10. The system of claim 1, wherein said extraction module is adapted to extract formant related parameters that include an estimate of nasality related to velum opening.

11. The system of claim 1, wherein said extraction module is adapted to extract formant related parameters that include formant bandwidth.

12. The system of claim 1, wherein said extraction module is adapted to extract timing characteristics at a phoneme level.

13. The system of claim 1, wherein said extraction module is adapted to extract pitch related qualities that include characteristics derived from clustered training data.

14. The system of claim 1, further comprising a dialogue manager adapted to require the user to copy speech of a prompt when providing the user speech.

15. The system of claim 1, further comprising a dialogue manager adapted to require the user to perform a distracting task while providing the user speech input.

16. The system of claim 1, further comprising a scoring mechanism adapted to combine multiple feature sets differentiated according to modality using combining weights that are sensitive to changes in context and environment.

17. The system of claim 1, further comprising a communications network conveying the acoustic correlates to the authentication module, wherein the authentication module is adapted to generate an authentication decision and transmit the decision across the network to an input of the speaker authentication system.

18. A speaker authentication method, comprising:

receiving user speech from a user;

extracting acoustic correlates of aspects of the user's physiology from the user speech, including at least one of glottal source parameters, formant related parameters, timing characteristics, and pitch related qualities; and

communicating the acoustic correlates to an authentication module adapted to authenticate the user by comparing the acoustic correlates to predefined acoustic correlates in a datastore.

19. The method of claim 18, further comprising extracting glottal source parameters that include spectral qualities.

20. The method of claim 18, further comprising extracting glottal source parameters that include breathiness.

21. The method of claim 18, further comprising extracting glottal source parameters that include noise content.

22. The method of claim 18, further comprising extracting glottal source parameters that include at least one of jitter and shimmer related to fluctuations in pitch period and amplitude.

23. The method of claim 18, further comprising extracting glottal source parameters that include glottal source waveform shape related to phase information.

24. The method of claim 18, further comprising extracting formant related parameters that include a pattern of high formants related to head shapes and cavities.

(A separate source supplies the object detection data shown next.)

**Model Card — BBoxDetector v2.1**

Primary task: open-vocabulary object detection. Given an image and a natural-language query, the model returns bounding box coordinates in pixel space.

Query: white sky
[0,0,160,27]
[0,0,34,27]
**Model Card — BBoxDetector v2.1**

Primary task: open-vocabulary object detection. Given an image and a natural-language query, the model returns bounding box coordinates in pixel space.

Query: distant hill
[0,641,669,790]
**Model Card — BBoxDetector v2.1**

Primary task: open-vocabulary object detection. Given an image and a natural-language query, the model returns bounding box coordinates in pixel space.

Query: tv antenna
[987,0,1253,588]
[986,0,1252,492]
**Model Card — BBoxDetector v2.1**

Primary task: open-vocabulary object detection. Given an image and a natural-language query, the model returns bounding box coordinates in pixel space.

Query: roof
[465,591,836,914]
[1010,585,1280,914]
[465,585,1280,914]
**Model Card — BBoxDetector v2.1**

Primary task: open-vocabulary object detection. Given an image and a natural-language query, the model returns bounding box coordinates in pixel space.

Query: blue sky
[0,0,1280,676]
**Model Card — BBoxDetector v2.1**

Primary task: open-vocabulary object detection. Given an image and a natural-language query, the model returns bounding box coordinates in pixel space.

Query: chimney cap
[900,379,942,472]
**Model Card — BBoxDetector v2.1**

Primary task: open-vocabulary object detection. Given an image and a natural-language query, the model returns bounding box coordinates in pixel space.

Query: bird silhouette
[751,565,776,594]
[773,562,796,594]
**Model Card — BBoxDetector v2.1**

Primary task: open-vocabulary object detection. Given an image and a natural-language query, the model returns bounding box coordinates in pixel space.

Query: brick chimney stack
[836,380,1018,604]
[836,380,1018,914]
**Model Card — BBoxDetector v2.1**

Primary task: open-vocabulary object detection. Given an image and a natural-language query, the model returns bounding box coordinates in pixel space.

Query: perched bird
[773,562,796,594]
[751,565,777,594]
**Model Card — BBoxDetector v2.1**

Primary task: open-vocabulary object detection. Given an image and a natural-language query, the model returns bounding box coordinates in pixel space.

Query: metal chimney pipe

25. The method of claim 18, further comprising extracting formant related parameters that include an estimate of vocal tract length.

26. The method of claim 18, further comprising extracting formant related parameters that include low formant patterns related to at least one of accent and dialect.

27. The method of claim 18, further comprising extracting formant related parameters that include an estimate of nasality related to velum opening.

28. The method of claim 18, further comprising extracting formant related parameters that include formant bandwidth.

29. The method of claim 18, further comprising extracting timing characteristics at a phoneme level.

30. The method of claim 18, further comprising extracting pitch related qualities that include characteristics derived from clustered training data.

31. The method of claim 18, further comprising requiring the user to copy speech of a prompt when providing the user speech.

32. The method of claim 18, further comprising requiring the user to perform a distracting task while providing the user speech input.

33. The method of claim 18, further comprising combining multiple feature sets differentiated according to modality by using combining weights that are sensitive to changes in context and environment.

34. The method of claim 18, further comprising:

conveying the acoustic correlates to the authentication module via a communications network; and

receiving an authentication decision generated by the authentication system via the communications network.